Crémant Cuvée Millésimée 2003 : le nez est très raffiné sur les fruits blancs très
mûrs (presque compotés) et la brioche, la bouche est splendide avec une bulle abondante et d’une finesse extrême, le toucher est onctueux et les arômes s’épanouissent, la finale nette et
fringante laisse persister longuement un sillage aromatique d’une grande complexité.
Cet assemblage à base de chardonnay et de pinot noir (à parts égales) complété par une pointe de riesling a été travaillé à
l’ancienne avec des levures champenoises traditionnelles « Elles précipitent moins vite et demandent un remuage plus long, c’est pour cette raison que je fais cette opération
manuellement ».
Elevé sur lattes durant 9 ans, ce crémant est un pur bonheur…peut-être l’un des plus aboutis qu’il m’ait été donné de déguster
jusqu’ici. Un grosse claque !
Lumière de Feu 2004 : le nez est fin et évolutif avec une palette très complexe sur
les fruits jaunes mûrs, la noisette, la violette et une touche un peu rancio, la bouche est ample et grasse avec un côté velouté très agréable qui enrobe une colonne vertébrale assez solide pour
soutenir cet ensemble très riche et pour donner un caractère net et frais à la finale.

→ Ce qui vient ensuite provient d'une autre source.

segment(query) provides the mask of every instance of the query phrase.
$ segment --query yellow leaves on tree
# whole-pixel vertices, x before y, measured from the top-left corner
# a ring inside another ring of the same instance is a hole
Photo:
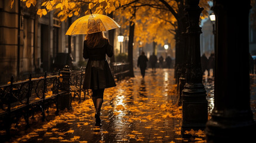
[[[39,9],[38,10],[38,13],[36,13],[37,14],[40,15],[40,17],[42,17],[42,15],[45,15],[47,14],[47,11],[46,11],[45,9]]]
[[[36,4],[36,0],[22,0],[23,2],[26,2],[26,6],[27,8],[30,8],[31,4],[32,4],[34,7]]]

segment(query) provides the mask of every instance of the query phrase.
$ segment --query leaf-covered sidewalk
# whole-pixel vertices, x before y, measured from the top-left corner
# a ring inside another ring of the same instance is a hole
[[[95,109],[88,99],[73,102],[73,111],[62,111],[57,116],[54,116],[53,107],[47,121],[42,122],[36,117],[30,128],[19,132],[12,142],[181,142],[181,107],[176,105],[174,70],[158,69],[154,73],[149,69],[144,79],[138,70],[135,74],[105,90],[101,127],[94,126]],[[190,133],[199,136],[193,142],[205,142],[202,132]]]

Cette cuvée inclassable est conçue à partir d’un assemblage de 3 cépages (60% de gewurztraminer, 30% de riesling, 10% de pinot
gris) élevés durant 5 années sur beaucoup de lies sans ouillage durant les quatre dernières années. « J’ai voulu faire un vin pour réunir deux vignobles voisins, l’Alsace et le
Jura »
Le gewurztraminer a été choisi naturellement en tant que cousin du savagnin, le riesling pour apporter la structure et le pinot
gris un peu de chair supplémentaire « Je n’aime pas trop le côté oxydatif trop prononcé des vins jaunes, c’est pour ça que j’ai choisi de procéder à un ouillage régulier durant la première
année. Le voile s’est formé durant les 4 années suivantes ».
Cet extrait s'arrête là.